Kondycja na starość ;-)
Ostatnio często zastanawiam się nad tym, jak długo jeszcze będę mogła cieszyć się Borkowem, pracą w tym trudnym ogrodzie, jazdą 100 km by tam być. Cudów nie ma, starość ma swoje prawa, a ja mam 74 lata i czasami miewam gorsze dni. Ale nawet w te gorsze dni nadal sprawnie funkcjonuję, docieram do ogrodu, tylko wtedy znacznie mniej mogę zrobić.
Tak było w ostatni piątek. Czyściłam staw i po 3 godzinach mialam siły tylko na to, by jakoś się pozbierać i wrócić do domu. A dzisiaj po 7 godzinach nadal jestem jak skowronek, mnóstwo pracy ogrodowej za mną a ja nadal nawet nie czuję zmęczenia. I oby takich dni było tylko więcej, a nie mniej ;-))))
Staw po bobrach wymagał wygrabienia! Masa zalegających gałązek wierzbowych, liści, jeszcze trochę i mialabym wierzbowy lasek zamiast stawu. Dużym ułatwieniem był bardzo niski poziom wody. Susza i woda tak nisko jak w lecie.

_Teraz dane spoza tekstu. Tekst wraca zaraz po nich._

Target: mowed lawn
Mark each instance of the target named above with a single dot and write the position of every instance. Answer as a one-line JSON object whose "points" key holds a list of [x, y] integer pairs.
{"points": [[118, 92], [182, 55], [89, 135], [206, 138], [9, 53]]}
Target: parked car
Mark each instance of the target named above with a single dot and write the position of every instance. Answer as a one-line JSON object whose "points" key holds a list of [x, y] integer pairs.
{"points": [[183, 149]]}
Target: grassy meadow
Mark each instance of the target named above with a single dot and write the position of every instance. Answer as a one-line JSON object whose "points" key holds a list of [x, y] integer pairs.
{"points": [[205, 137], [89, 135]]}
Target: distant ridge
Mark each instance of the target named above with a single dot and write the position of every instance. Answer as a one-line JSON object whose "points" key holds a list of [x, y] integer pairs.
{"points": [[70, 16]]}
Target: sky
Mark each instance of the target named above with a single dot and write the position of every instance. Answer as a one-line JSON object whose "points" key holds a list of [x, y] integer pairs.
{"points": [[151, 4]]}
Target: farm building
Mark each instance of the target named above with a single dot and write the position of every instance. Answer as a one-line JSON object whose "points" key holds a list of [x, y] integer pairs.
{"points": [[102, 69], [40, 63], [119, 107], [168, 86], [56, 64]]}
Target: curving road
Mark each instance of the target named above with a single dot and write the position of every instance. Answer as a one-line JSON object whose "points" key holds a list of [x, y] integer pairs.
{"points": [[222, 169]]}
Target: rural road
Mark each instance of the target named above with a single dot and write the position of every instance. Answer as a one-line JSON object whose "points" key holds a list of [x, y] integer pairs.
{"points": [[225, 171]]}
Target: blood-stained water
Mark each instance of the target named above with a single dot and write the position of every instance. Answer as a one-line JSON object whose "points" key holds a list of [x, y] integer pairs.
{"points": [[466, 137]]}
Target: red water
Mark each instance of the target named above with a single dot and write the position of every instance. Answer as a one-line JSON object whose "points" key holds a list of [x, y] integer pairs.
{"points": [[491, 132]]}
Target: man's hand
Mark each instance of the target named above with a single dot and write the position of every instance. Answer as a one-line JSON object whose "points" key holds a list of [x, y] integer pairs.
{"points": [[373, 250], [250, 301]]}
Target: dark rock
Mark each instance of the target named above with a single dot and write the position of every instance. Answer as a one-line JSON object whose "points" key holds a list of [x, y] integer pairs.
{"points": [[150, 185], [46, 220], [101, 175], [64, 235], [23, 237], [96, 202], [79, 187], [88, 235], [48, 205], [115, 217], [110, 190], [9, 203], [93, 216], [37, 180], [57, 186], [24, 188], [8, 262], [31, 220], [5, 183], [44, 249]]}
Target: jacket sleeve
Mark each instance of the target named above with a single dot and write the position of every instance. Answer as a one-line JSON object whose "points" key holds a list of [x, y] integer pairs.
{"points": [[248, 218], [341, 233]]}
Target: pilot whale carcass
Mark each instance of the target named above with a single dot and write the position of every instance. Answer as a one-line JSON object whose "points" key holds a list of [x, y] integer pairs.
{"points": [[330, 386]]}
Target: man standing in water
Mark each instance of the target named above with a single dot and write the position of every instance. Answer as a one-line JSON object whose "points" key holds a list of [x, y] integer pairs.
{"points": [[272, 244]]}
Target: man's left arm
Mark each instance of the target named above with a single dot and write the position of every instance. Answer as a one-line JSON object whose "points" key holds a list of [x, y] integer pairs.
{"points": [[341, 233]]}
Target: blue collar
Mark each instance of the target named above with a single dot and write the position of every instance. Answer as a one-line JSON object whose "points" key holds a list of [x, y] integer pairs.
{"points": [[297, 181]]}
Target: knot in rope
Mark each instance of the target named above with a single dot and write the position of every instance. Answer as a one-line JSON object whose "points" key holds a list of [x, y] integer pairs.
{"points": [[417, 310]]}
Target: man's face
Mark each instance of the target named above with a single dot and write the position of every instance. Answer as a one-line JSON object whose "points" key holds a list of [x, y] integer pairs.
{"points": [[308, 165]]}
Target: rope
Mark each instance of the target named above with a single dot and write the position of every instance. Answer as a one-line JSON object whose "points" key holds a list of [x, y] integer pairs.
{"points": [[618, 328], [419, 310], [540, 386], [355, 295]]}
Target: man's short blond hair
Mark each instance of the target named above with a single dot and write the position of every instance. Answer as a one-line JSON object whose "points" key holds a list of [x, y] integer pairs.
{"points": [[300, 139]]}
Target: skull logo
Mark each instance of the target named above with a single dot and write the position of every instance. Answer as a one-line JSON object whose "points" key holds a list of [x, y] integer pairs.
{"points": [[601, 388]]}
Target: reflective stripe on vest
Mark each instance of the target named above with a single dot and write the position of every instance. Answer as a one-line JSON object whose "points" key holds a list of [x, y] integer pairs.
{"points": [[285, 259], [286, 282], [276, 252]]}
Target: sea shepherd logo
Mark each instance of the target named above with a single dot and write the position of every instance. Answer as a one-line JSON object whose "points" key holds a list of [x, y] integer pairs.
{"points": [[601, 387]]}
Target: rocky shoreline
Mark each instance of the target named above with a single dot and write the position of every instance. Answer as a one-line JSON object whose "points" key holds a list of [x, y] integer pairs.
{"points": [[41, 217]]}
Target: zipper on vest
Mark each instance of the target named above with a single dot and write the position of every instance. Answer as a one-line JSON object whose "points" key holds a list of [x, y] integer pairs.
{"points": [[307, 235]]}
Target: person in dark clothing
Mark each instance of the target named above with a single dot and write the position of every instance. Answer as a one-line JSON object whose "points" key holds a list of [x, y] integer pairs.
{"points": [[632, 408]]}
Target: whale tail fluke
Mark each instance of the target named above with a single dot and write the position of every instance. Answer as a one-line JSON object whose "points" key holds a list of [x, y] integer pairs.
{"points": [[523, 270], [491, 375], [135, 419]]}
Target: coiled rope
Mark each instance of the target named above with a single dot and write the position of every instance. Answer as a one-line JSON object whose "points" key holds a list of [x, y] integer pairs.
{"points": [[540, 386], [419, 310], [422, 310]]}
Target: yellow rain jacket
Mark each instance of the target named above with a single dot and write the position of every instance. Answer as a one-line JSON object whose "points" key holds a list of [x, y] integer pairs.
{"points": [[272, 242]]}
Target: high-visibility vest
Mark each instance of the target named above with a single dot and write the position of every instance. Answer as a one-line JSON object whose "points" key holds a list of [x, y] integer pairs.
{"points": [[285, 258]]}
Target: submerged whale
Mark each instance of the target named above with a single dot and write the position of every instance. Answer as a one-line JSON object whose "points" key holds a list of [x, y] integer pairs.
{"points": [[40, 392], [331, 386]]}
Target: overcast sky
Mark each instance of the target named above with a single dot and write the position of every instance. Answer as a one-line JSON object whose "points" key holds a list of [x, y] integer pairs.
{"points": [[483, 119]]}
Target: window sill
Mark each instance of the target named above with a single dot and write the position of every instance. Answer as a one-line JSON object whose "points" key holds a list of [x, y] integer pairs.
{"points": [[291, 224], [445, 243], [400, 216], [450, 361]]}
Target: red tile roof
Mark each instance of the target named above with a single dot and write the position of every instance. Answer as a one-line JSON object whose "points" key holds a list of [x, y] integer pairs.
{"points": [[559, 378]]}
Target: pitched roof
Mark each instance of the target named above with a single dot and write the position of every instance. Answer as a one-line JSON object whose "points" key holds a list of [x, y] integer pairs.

Dzisiaj czyszczenie berberysowej i kończenie porządków na Bobrowej skarpie. Bardzo lubię te moje berberysowe królestwa!
Jeszcze śliczna hortensja pnąca i biała rutewka, ktora zaraz zakwitnie.
A i jeszcze zielsko ;-) pod płotem
Wprawdzie głównie widać tu pęcherznicę Zdechovice, ale tak sobie razem rosną. W środę ciąg dalszy. Mam nadzieję!